L’aggiunta di fiori e fogliame dai colori vivaci alle aiuole e ai giardini è molto importante per molti giardinieri. Le piantagioni appositamente progettate per attirare gli impollinatori non solo sono benefiche per la fauna selvatica, ma sono anche belle da vedere. I giardini fioriti pieni di piante dai fiori arancioni e rossi fluorescenti sono una vista gradita sia ai colibrì che alle farfalle. Una di queste piante vivaci, il caprifoglio messicano (Justicia spicigera), è una scelta popolare tra i giardinieri domestici proprio per questo motivo.
Il caprifoglio messicano nei giardini
Sebbene non sia imparentato con altre piante di “caprifoglio”, è abbastanza facile capire come le somiglianze visive tra il caprifoglio messicano possano spiegare il suo nome. Con i suoi bellissimi fiori che vanno dall’arancione al rossastro, il caprifoglio messicano prospera nei giardini situati nella zona di coltivazione USDA 9-11. Sebbene la pianta possa comportarsi come una pianta perenne in alcuni climi, nelle regioni più calde si osserva un modello di crescita simile a quello degli arbusti sempreverdi. Purtroppo, per chi non vive in climi senza gelate, le piante non sopravvivono al gelo o alle temperature rigide. A maturità, gli arbusti possono raggiungere dimensioni medie di 4-6 piedi (1-2 m), rendendo queste piante ideali per l’uso in paesaggi in luoghi caldi e soggetti a siccità, dove l’ombra proiettata dalla loro presenza è una benedizione.

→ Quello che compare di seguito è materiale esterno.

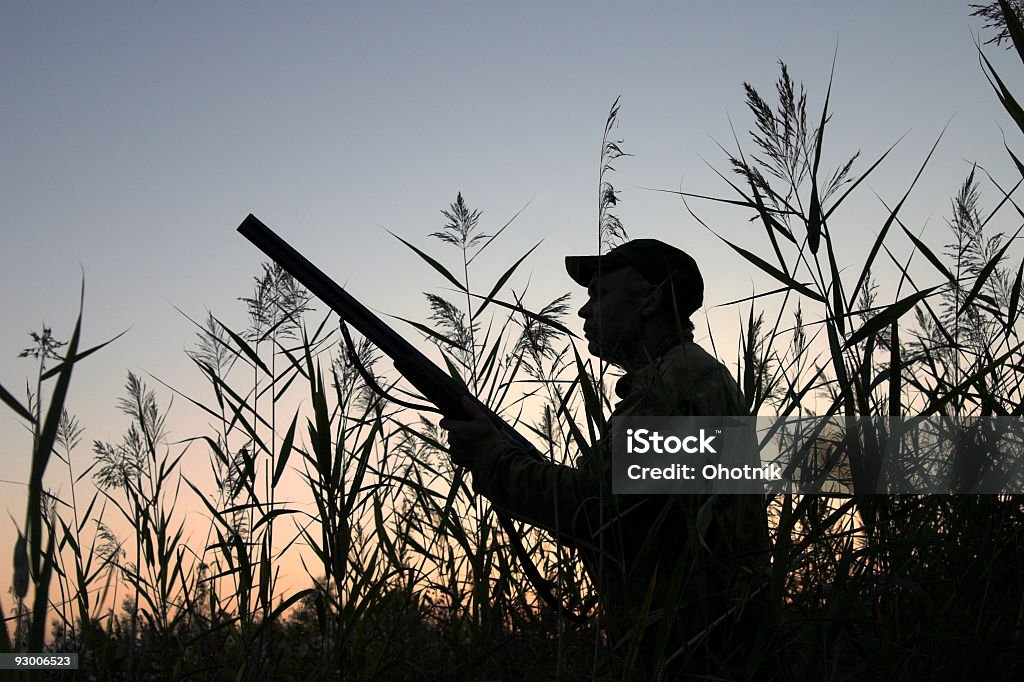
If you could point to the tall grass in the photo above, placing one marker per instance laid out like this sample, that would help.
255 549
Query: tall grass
408 574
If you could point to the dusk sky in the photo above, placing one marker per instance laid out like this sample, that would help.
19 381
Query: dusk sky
136 136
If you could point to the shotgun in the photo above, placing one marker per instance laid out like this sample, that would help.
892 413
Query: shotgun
435 385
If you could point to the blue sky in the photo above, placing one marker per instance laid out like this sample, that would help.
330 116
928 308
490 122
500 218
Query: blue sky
135 137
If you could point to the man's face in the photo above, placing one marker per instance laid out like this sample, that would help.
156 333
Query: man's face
612 313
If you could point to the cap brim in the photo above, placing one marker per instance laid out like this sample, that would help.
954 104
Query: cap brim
583 268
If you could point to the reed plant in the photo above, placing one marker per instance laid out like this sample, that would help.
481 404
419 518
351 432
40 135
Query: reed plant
407 573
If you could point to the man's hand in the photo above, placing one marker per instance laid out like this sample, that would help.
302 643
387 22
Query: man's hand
466 437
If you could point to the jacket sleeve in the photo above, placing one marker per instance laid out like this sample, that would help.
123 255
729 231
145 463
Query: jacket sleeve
565 501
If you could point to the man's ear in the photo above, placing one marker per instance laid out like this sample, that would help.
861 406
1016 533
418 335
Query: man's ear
653 302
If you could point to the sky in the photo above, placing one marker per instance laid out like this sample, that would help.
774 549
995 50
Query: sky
136 136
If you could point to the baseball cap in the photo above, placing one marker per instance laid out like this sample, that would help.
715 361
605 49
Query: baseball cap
654 259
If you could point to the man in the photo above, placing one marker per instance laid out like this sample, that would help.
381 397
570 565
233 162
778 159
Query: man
677 576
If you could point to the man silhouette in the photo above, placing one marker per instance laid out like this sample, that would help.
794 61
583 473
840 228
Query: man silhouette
678 576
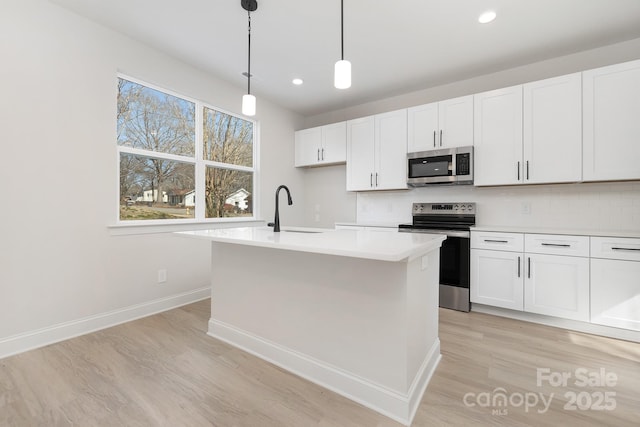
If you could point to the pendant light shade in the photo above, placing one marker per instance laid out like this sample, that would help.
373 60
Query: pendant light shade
342 76
248 100
248 105
342 71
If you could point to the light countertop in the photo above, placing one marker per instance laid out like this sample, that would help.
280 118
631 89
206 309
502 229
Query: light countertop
350 243
562 231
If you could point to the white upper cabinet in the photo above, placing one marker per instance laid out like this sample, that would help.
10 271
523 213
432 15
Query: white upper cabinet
360 153
498 137
553 130
377 151
611 122
442 124
322 145
529 134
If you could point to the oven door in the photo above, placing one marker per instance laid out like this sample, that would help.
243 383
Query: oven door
455 273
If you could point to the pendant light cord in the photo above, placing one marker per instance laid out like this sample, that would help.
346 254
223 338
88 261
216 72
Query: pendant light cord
249 55
342 29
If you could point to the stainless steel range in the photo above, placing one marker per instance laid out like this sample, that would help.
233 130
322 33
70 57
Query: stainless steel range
454 220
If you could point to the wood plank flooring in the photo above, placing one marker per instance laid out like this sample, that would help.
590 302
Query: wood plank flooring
164 370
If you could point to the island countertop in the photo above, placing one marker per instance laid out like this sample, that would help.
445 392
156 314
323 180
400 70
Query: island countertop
366 244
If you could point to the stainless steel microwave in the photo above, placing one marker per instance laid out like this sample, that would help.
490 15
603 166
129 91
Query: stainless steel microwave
445 166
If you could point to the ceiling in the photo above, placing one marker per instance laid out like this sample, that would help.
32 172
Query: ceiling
395 46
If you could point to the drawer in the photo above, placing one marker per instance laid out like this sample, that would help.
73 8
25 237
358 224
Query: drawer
557 244
497 241
623 248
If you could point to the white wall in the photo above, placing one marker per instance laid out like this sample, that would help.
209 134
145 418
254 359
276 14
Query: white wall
58 260
586 206
601 206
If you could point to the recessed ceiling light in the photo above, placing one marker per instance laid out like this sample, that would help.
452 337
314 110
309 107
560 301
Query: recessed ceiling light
487 17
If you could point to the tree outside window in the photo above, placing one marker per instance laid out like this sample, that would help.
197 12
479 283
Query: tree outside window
159 170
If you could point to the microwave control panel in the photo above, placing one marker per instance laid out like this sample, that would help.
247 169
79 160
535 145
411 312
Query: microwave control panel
463 164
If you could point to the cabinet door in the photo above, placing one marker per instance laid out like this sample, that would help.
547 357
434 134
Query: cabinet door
615 293
497 137
334 143
557 286
423 130
610 122
360 154
455 118
307 146
553 130
496 278
391 151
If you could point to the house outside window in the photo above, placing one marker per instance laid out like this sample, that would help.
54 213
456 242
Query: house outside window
181 159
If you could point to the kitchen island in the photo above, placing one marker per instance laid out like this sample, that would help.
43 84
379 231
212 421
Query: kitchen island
353 311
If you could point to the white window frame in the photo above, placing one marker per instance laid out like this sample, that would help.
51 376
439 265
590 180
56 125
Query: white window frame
167 225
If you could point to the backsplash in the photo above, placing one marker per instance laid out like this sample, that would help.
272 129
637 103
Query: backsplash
611 206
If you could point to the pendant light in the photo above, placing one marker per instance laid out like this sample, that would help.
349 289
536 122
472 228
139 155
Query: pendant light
342 76
248 100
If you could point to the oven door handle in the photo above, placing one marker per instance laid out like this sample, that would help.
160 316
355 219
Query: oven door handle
449 233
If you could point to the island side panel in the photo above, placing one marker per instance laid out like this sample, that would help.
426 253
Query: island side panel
347 312
423 344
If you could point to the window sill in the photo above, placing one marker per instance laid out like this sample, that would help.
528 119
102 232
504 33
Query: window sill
147 227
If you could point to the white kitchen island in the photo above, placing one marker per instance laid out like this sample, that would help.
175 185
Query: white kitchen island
354 311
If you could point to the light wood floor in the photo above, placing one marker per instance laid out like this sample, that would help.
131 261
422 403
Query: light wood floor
165 371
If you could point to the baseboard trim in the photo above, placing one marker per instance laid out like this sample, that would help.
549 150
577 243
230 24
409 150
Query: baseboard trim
63 331
390 403
574 325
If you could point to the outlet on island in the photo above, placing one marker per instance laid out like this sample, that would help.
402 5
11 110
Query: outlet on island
162 275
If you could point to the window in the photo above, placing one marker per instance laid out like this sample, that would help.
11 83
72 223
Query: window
181 159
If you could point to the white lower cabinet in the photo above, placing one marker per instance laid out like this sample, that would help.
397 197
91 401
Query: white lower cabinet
557 286
615 282
533 275
496 278
496 269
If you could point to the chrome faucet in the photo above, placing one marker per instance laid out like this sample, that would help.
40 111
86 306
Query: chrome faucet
276 220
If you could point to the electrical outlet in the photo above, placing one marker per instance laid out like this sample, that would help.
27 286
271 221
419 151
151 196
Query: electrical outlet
162 275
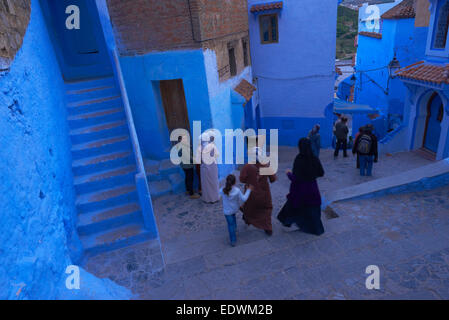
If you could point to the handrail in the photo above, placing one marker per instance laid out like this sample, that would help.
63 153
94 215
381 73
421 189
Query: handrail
129 116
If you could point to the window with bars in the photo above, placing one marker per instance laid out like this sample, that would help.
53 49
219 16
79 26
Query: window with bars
269 32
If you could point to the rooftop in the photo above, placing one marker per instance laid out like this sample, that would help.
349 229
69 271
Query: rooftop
425 72
267 6
404 10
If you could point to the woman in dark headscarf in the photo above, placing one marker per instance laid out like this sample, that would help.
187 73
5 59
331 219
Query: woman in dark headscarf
303 205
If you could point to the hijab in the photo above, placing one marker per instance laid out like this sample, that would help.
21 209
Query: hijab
307 167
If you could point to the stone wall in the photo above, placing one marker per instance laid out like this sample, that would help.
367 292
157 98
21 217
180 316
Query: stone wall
14 19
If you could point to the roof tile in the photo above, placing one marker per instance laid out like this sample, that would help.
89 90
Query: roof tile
425 72
404 10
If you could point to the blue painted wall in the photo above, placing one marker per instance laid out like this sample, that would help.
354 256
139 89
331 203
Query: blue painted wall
296 76
142 75
373 55
81 53
37 221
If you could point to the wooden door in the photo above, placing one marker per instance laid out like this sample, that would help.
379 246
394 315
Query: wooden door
175 106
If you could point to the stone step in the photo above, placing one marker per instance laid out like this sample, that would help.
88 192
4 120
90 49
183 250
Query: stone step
110 218
422 178
106 199
105 179
114 239
96 118
102 146
97 132
103 162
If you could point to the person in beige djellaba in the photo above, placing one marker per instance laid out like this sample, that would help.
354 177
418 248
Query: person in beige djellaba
207 154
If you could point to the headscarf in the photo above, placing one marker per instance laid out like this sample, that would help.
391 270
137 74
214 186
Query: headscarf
307 167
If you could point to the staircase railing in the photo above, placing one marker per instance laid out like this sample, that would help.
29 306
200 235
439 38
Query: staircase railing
141 178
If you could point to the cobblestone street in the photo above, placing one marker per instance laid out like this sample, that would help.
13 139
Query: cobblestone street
405 235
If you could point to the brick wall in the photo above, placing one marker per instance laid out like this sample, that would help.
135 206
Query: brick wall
143 26
14 20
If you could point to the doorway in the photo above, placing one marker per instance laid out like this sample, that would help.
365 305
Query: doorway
82 53
432 132
175 106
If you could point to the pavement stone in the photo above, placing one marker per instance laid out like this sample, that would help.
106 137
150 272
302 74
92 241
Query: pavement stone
406 235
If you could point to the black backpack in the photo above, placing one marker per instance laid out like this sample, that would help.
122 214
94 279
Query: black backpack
364 145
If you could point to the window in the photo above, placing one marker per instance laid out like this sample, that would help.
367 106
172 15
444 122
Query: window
245 52
232 62
441 28
269 28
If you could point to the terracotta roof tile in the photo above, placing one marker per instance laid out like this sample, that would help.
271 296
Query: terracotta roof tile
371 34
245 89
425 72
267 6
404 10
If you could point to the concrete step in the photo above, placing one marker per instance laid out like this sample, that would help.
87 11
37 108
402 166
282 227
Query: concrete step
422 178
89 84
177 182
166 167
106 199
74 96
160 188
114 239
96 104
97 132
103 162
105 179
96 118
103 220
100 147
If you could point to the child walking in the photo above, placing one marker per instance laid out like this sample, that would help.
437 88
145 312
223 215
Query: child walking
233 198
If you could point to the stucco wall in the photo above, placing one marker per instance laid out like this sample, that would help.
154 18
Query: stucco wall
296 76
142 75
37 196
37 221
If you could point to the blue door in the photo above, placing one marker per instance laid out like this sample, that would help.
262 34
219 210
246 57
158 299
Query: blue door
249 118
433 125
82 53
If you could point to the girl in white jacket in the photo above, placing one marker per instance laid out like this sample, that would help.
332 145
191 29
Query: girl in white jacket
233 198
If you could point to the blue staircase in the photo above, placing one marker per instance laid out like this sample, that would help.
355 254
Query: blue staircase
104 167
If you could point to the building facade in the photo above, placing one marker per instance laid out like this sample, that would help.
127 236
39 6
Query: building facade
182 65
392 37
293 46
427 80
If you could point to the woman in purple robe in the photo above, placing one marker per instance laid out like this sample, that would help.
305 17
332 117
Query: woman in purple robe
303 205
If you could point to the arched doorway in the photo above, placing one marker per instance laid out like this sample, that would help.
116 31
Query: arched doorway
81 52
432 132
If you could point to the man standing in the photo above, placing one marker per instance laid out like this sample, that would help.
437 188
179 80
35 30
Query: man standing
341 133
366 148
187 167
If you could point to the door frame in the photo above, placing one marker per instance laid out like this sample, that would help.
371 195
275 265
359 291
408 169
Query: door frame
429 114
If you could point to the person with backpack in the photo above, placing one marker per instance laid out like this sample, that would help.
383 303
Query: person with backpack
365 147
341 133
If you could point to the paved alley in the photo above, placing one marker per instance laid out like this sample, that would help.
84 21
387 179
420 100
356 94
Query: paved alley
405 235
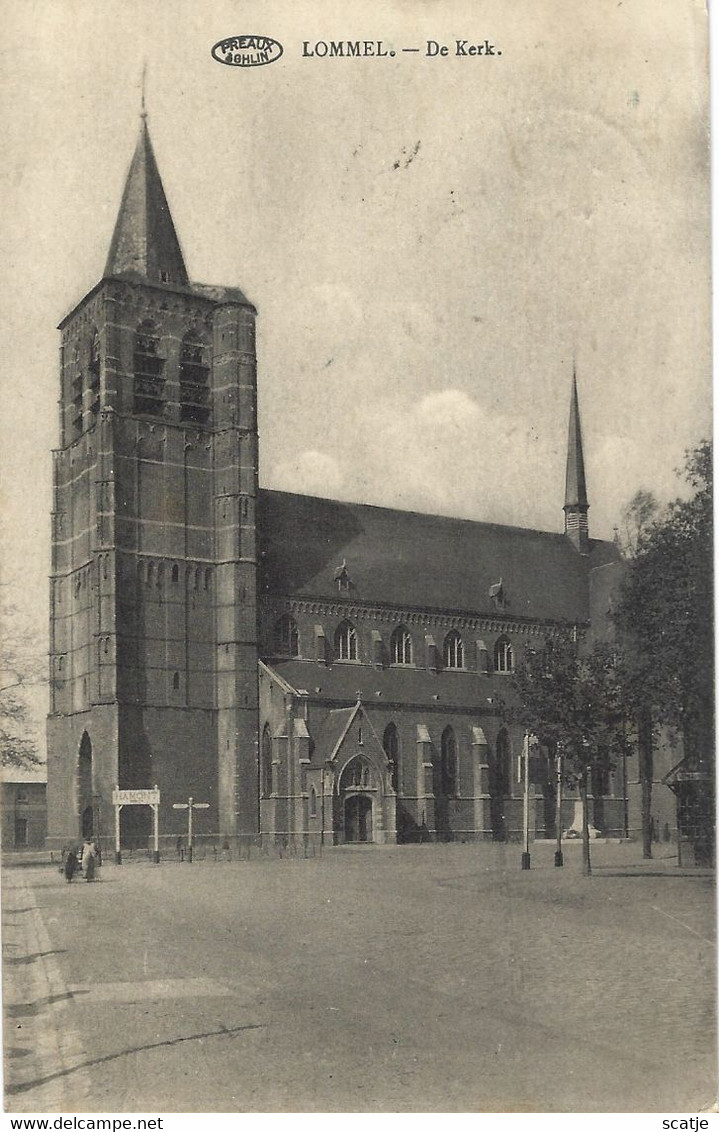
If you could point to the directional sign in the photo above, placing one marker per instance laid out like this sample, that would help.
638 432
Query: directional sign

Cura del caprifoglio messicano
Come dimostra la loro tolleranza a un’ampia varietà di terreni e condizioni di crescita, le piante di caprifoglio messicano sono una scelta eccellente per i paesaggi naturali che non richiedono particolari cure. Al momento della piantagione, scegliete un luogo esposto alla luce diretta del sole, anche se le piante tollerano un po’ di ombra. Per ottenere i migliori risultati, annaffiate in modo uniforme e costante durante tutta la stagione, in modo da favorire una fioritura prolungata. Data la facilità di cura, molti coltivatori potrebbero chiedersi: “Il caprifoglio messicano è invasivo?” La risposta può variare notevolmente a seconda del luogo in cui si vive, poiché è stato dimostrato che la pianta può diventare invasiva in determinate condizioni. Per rispondere in modo specifico a questa domanda, è importante che i giardinieri contattino prima l’ufficio locale di divulgazione agricola. Gli agenti agricoli locali possono fornire informazioni dettagliate e specifiche sulla coltivazione delle piante nella zona in cui si vive. Una ricerca adeguata e l’attenzione ai dettagli sono un passo importante per preservare i paesaggi e gli habitat autoctoni.